Rust beginner here. I read this error which am interested to understand:
An LLM fails to produce an example that fails with the error:
use std::ops::Deref;
fn take_ref(s: &str) {
println!("{}", s);
}
fn main() {
let boxed: Box<String> = Box::new("hello".to_string());
let ref_str: &<Box<String> as Deref>::Target = &*boxed;
take_ref(ref_str); // ERROR: expected `&str`, found `&String`
}
Besides, I expected ref_str to be &String; the annotation is overwhelming. It seems to mean "The result of deref as implemented for Box<String>".
The LLM-comment is wrong since &String will coerce since a function argument is a type coercion site.
So one expects that to pass, and it does.
I do understand LLMs make mistakes, but since I study their errors and do not paste their output in my codebase, they kind of are for me.
Could you provide help with:
A minimal, simple example (or a link to one) to actually reproduce the error at the top
Some context / explanation or recommended reading.
I suspect that part of the explanation has to do with the desugaring but can't quite go through it.
use std::ops::Deref;
#[derive(Debug)]
struct Target;
fn take_target(t: &Target) {
println!("{t:?}");
}
fn take_deref<T>(t: T)
where
T: Deref,
{
take_target(t.deref())
}
fn main() {
let s = "hello".to_string();
take_deref(s);
}
Compiling playground v0.0.1 (/playground)

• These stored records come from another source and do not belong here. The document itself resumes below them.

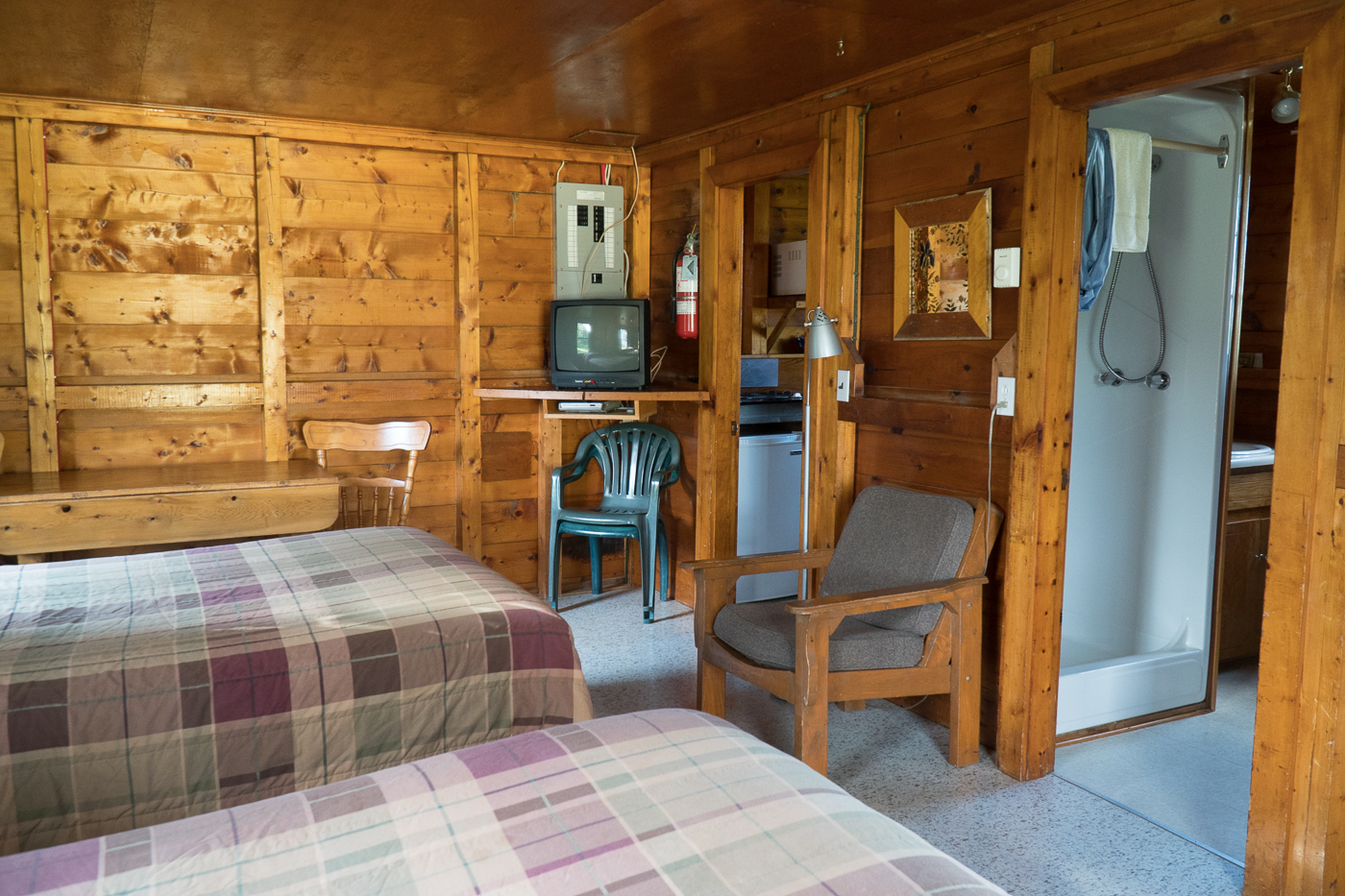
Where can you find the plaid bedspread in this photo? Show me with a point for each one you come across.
(143, 689)
(668, 801)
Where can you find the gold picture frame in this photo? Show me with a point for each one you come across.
(942, 268)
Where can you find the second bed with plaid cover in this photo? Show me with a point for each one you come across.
(143, 689)
(652, 804)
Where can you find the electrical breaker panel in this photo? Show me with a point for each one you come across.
(589, 240)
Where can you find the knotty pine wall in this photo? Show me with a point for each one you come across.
(161, 265)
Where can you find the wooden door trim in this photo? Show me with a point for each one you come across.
(1294, 842)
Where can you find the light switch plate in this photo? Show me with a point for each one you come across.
(1006, 267)
(1004, 396)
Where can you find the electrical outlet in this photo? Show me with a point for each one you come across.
(1004, 397)
(1006, 265)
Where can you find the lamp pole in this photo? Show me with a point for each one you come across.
(820, 341)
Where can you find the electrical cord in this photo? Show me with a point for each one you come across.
(601, 238)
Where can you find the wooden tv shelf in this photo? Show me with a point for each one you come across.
(645, 401)
(549, 436)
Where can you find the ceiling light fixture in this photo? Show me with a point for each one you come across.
(1284, 107)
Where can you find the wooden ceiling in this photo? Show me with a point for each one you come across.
(545, 69)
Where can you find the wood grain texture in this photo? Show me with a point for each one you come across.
(1046, 314)
(1293, 835)
(468, 358)
(36, 242)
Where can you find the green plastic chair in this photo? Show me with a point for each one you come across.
(638, 460)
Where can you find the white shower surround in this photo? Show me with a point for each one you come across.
(1145, 465)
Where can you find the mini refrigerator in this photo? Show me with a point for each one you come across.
(770, 490)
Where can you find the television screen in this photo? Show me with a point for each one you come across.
(599, 338)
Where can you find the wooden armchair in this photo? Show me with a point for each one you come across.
(403, 435)
(898, 615)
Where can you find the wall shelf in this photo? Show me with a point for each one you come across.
(645, 401)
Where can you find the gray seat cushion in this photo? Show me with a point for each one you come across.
(763, 631)
(893, 539)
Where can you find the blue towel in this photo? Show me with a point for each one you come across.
(1099, 214)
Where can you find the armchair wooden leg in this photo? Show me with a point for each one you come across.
(709, 689)
(811, 657)
(965, 693)
(595, 566)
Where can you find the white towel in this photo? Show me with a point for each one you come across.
(1133, 160)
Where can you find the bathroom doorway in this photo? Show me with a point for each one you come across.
(1170, 490)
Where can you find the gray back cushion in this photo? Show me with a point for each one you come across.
(893, 539)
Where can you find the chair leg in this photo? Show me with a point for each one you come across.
(965, 685)
(648, 552)
(596, 566)
(709, 688)
(553, 580)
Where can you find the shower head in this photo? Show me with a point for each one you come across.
(1284, 107)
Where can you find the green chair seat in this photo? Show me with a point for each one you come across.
(636, 460)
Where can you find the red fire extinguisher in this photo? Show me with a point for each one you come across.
(688, 284)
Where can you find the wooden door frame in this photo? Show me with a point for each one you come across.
(831, 161)
(1297, 815)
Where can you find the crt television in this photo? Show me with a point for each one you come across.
(600, 343)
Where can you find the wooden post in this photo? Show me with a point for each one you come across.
(843, 284)
(36, 285)
(638, 237)
(271, 289)
(1048, 312)
(1294, 837)
(721, 294)
(468, 359)
(548, 459)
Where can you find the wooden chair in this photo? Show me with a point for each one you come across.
(638, 460)
(897, 615)
(404, 435)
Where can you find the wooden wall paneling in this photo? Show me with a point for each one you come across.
(36, 267)
(844, 247)
(824, 291)
(271, 289)
(1294, 833)
(638, 238)
(1039, 499)
(721, 296)
(468, 358)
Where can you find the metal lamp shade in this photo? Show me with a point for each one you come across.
(1284, 107)
(823, 341)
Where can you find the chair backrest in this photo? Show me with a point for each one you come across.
(629, 455)
(898, 537)
(401, 435)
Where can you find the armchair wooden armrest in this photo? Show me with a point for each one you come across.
(752, 564)
(713, 579)
(868, 601)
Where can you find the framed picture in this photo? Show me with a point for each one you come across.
(942, 268)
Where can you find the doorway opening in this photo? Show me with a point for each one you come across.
(1169, 499)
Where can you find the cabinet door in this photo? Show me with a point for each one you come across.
(1243, 588)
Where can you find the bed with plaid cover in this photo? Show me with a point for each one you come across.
(666, 801)
(151, 688)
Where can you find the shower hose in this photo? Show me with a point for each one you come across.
(1156, 378)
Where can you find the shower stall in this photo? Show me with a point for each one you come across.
(1146, 463)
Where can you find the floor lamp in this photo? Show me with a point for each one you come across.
(820, 341)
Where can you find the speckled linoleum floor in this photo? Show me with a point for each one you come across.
(1039, 838)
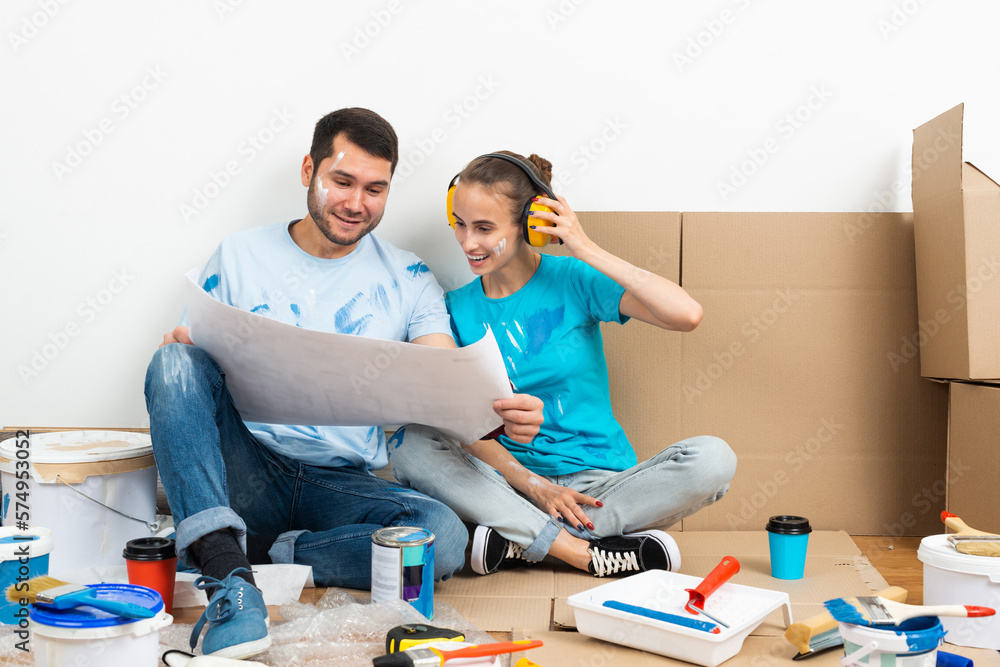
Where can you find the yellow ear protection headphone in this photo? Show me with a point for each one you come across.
(536, 239)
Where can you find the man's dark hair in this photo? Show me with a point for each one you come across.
(360, 126)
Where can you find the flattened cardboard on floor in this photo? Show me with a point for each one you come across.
(799, 363)
(974, 455)
(835, 567)
(956, 209)
(570, 649)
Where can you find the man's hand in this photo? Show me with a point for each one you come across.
(180, 334)
(522, 415)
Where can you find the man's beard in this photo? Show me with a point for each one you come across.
(317, 211)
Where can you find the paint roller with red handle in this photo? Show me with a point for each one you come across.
(722, 573)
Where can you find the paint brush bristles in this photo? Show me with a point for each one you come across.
(877, 612)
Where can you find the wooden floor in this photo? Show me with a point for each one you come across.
(894, 557)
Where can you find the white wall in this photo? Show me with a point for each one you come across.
(156, 97)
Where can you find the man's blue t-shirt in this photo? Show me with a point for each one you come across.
(549, 334)
(377, 291)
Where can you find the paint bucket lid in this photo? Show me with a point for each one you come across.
(786, 524)
(13, 542)
(91, 622)
(915, 635)
(936, 551)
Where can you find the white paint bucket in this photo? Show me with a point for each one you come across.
(951, 577)
(912, 643)
(95, 490)
(89, 636)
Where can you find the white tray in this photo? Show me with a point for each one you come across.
(743, 608)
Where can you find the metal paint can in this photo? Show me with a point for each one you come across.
(403, 567)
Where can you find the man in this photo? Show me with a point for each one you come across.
(245, 493)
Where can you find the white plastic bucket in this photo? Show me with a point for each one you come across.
(951, 577)
(95, 490)
(88, 636)
(913, 643)
(24, 554)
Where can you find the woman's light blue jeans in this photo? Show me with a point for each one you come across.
(656, 493)
(217, 475)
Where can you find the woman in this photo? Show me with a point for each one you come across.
(576, 491)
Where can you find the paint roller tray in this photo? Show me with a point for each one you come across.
(742, 607)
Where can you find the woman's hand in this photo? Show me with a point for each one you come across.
(560, 502)
(566, 225)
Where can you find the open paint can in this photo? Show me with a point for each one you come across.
(89, 636)
(912, 643)
(403, 567)
(24, 554)
(95, 490)
(951, 577)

error[E0308]: mismatched types
--> src/main.rs:14:17
|
14 | take_target(t.deref())
| ----------- ^^^^^^^^^ expected `&Target`, found `&<T as Deref>::Target`
| |
| arguments to this function are incorrect
|
= note: expected reference `&Target`
found reference `&<T as Deref>::Target`
note: function defined here
--> src/main.rs:6:4
|
6 | fn take_target(t: &Target) {
| ^^^^^^^^^^^ ----------
help: consider constraining the associated type `<T as Deref>::Target` to `Target`
|
12 | T: Deref<Target = Target>,
| +++++++++++++++++
For more information about this error, try `rustc --explain E0308`.
error: could not compile `playground` (bin "playground") due to 1 previous error
In case it is not clear: The function expects a reference to the concrete typeTarget, but receives an argument of whatever the associated typeTarget of the type implementing Deref happens to be.
Also the example you quoted is ten years old. It is certainly possible, that back in the dark ages, type coercion worked differently, or not at all (I'm only using Rust since a couple of years).